Dr Anne Jay, I am currently a Lecturer in the School of Environment, Earth and Ecosystem Sciences.
2016-2017 Lead author with Dr Marcus Badger on the FutureLearn MOOC, The Earth in my pocket: an introduction to geology. https://www.futurelearn.com/courses/geology
2014- 2017 Daphne Jackson Research Fellow, School of Environment, Earth and Ecosystem Sciences, Open University, UK.
2008-2011, Teaching Associate, Department of Earth Science and Engineering, Imperial College, London, UK.
2006-2007, Post-Doc, Palaeomagnetic Group, Institut de physique du globe de Paris, France.
2001-2005 Ph.D Volcano Dynamics Group, Dept. of Earth Sciences, Open University, UK.
A copy of my thesis is available under Publications. If you would like a copy of the original PDF, where the figures are clearer, please e mail me.
1997-2001 M.Sci Geological Sciences, University College London, UK
Physical Volcanology and lava architectire of large igneous provinces (LIPs). With specific research in the Deccan Traps, India and the Karoo in South Africa and Lesotho.
I am using ArcGIS to investiage the structure of the Deccan LIP.
I am also interested in the role large igneous provinces play in mass extinction events.
But to be honest I love all of the Earth Sciences, but especially the bits involving field work.
S209: Earth Science
S201: Science and society
S808: Earth Science a systems approach
S112 Science concepts and practice
Lead scientist on a FutureLearn MOOC called The Earth in my pocket: an introduction to geology. https://www.futurelearn.com/courses/geology which first presented in February/march 2017. Next presentation is in the summer 2017.
My previous position at Imperial College, London was a 100% teaching role. I taught optical mineralogy, surface processes, mapping and field work, earth science synthesis, and geosciences techniques. Other roles include co-ordinating 1st and 2nd year tutorials and 3rd year mapping projects, a 1st year tutor, checking risk assessment forms, and mentoring PhD students.
I enjoy outreach and explaining what I and other scientists do all day!

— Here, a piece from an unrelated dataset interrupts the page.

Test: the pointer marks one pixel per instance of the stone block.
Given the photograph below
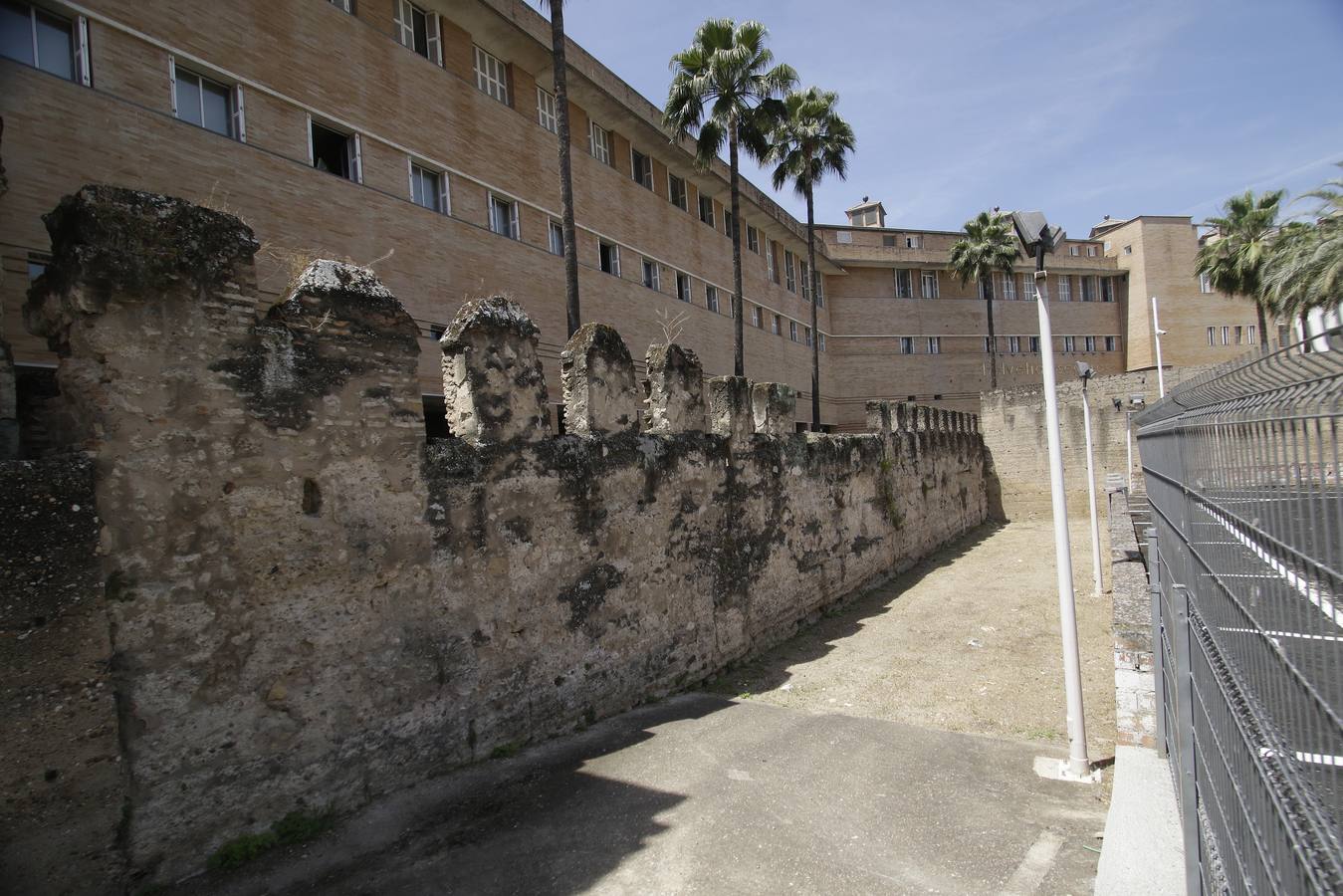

My first foray into main stream media is a podcast part of the BBC's "Boring Talk" series on my favorite rock basalt. This short monologue explain why, in spite of appearing very boring, and being consided boring by most geologist, basalt is, in fact very interesting. Click on the web link above to listen to the podcast.
I mainly go to primary schools and give talks and demonstrations to the children on volcanoes. I love the feedback, the children ask wonderful questions "is it true your bones burn in lava?" and other such gems.
Whilst working at Imperial College I used to go to schools and university fairs to talk to A level students about Geoscience degrees, university life and choosing the right place to study. It was very rewarding being able to help them work out what they want to do next in life.
I have also been involved in 2 summer science exhibitions at the Royal Society, which were brilliant fun.
I have taken a number of media training days. Here I am doing a piece to camera with the brilliant Science Faculty media training team.
Working and visiting international colleagues is a great part of the job.
I am currently working with Prof. Steve Self, Senior Volcanologist with the US-Nuclear Regulatory Commission and an Adjunct Professor at University of California at Berkeley.
I have an undergraduate student, Nick Barber, from Drel University who is woking with myself and Dr Loyc Vanderkluysen on the Deccan Traps.
I have been lucky enough to work with Prof. Vincent Courtillot and his group at IPGP in Paris. Studying the Karoo Large Igneous Province in Southern Africa, where we worked with Prof. Goonie Marsh from Rhodes University.
I have visited The Planetary Science Institute in Tucson, Arizona where I gave a seminar on my PhD work.